New Delhi: Described by English writer-editor Ian Jack as the Jane Austen of India, award-winning novelist and screenplay writer Ruth Prawar Jhabvala was renowned for her evocative novels of the rainbow societies of 19-20th century India - two of which became successful films.
Jhabvala, 85, died Wednesday in her Manhattan home of a pulmonary disorder, long-time friend and associate James Ivory told the media. She lived in a modest apartment in Manhattan decked up with books and the trophies she brought home for her writing.
Her novels were full of rich colour and details of India that she had adopted as her homeland, and the people inhabiting her books were like her - global citizens juxtaposed against Indian society and drawing on the commonalities and the clash of cultures.
Jhabvala moved to India in the early 1950s following her remarriage to Parsi architect Cyrus Jhabvala. The era with its vestiges of the British Raj, the decadence of the native royalty, the economic gulf between the elite and the masses, cultures, relationships across multi-ethnic lines and lifestyles that allowed the tradition and western modernism to co-exist captured the literary imagination of the young English literature post-graduate from the University of London.
Two of her iconic classics were "The Householder (1960)" and "Heat and Dust (1975)" that won the Booker Prize for 1975. Both of them were adapted into movies by Merchant-Ivory Productions, with whom she collaborated for nearly 50 years for nearly two-dozen scripts.
"The Householder" built around its lead character Prem, who graduates from a student to householder. It chronicles his experiences - his crisis of spiritual identity and matured independence through a cast of characters like Prem`s mother, wife, his high school friends, the white folks in India and their servant, who is Prem`s landlord.
In "Heat and Dust", Jhabvala looks at two generations of impetuous Indo-British women in the country who become pregnant outside wedlock and move to live in seclusion. The story is told through a narrator, whose life takes off on her English step-grandmother Olivia who is charmed by a nawab and flees his principality over a pregnancy scandal.
The fair petite writer, born to a German Jewish family in Cologne, was influenced by the cultural millieu of central Europe before the world wars.
"I am a central European with an English education and a deplorable tendency to constant self-analysis. I am irritable and have weak nerves," she wrote in one of her short story anthologies, "How I Became the Holy Mother".
But her passion for central Europe changed one evening as the family sat on the terrace of their home watching a Nazi parade. Her parents, Marcus and Eleanora, were later arrested but let off. They fled to Britain with Ruth and son Siegbert in 1939.
According to Jhabvala`s biographers, Marcus committed suicide in 1948 after he came to know how his clan had died during the Holocaust. Her chequered childhood was a source of deep torment for the sensitive writer.
Says writer Janet Watts in The Guardian: "Jhabvala never wrote of her early life. She never spoke of it in public, until 1979, when she received the Nell Gunn International fellowship and gave a public lecture in Edinburgh. Her chosen subject was disinheritance."

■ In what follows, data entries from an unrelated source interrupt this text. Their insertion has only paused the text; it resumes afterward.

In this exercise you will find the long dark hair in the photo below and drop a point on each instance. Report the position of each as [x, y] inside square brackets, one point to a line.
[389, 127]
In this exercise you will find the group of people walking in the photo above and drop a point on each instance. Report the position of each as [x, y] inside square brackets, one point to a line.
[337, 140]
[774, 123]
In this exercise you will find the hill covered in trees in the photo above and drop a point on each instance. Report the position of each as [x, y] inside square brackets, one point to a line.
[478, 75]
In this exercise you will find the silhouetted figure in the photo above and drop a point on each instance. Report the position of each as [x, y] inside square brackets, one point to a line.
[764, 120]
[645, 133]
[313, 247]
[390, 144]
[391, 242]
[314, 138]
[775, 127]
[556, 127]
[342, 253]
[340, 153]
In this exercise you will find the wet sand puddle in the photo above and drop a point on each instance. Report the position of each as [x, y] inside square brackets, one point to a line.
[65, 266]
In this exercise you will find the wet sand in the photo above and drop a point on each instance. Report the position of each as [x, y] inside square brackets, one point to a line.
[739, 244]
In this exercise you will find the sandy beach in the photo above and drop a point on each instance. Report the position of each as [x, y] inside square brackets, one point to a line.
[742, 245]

"I stand before you as a writer without any ground of being out of which to write: really blown about from country to country, culture to culture till I feel - till I am - nothing," Watts quoted Jhabvala, "who liked it that way" as saying.
Literature became Jhabvala`s shelter - her world of creative expression to pour our her angst and script a new identity. She wrote eight anthologies of short stories and more than a dozen novels which also included "Out of India", "Three Continents" and "My Nine Lives".
Jhabvala was honoured with several awards including two Academy Awards for the screenplays of the "The Room With A View" and "Howards` End", the Bafta award for "Heat and Dust", the O`Henry for "Refuge in London" and the Writers` Guild of America award.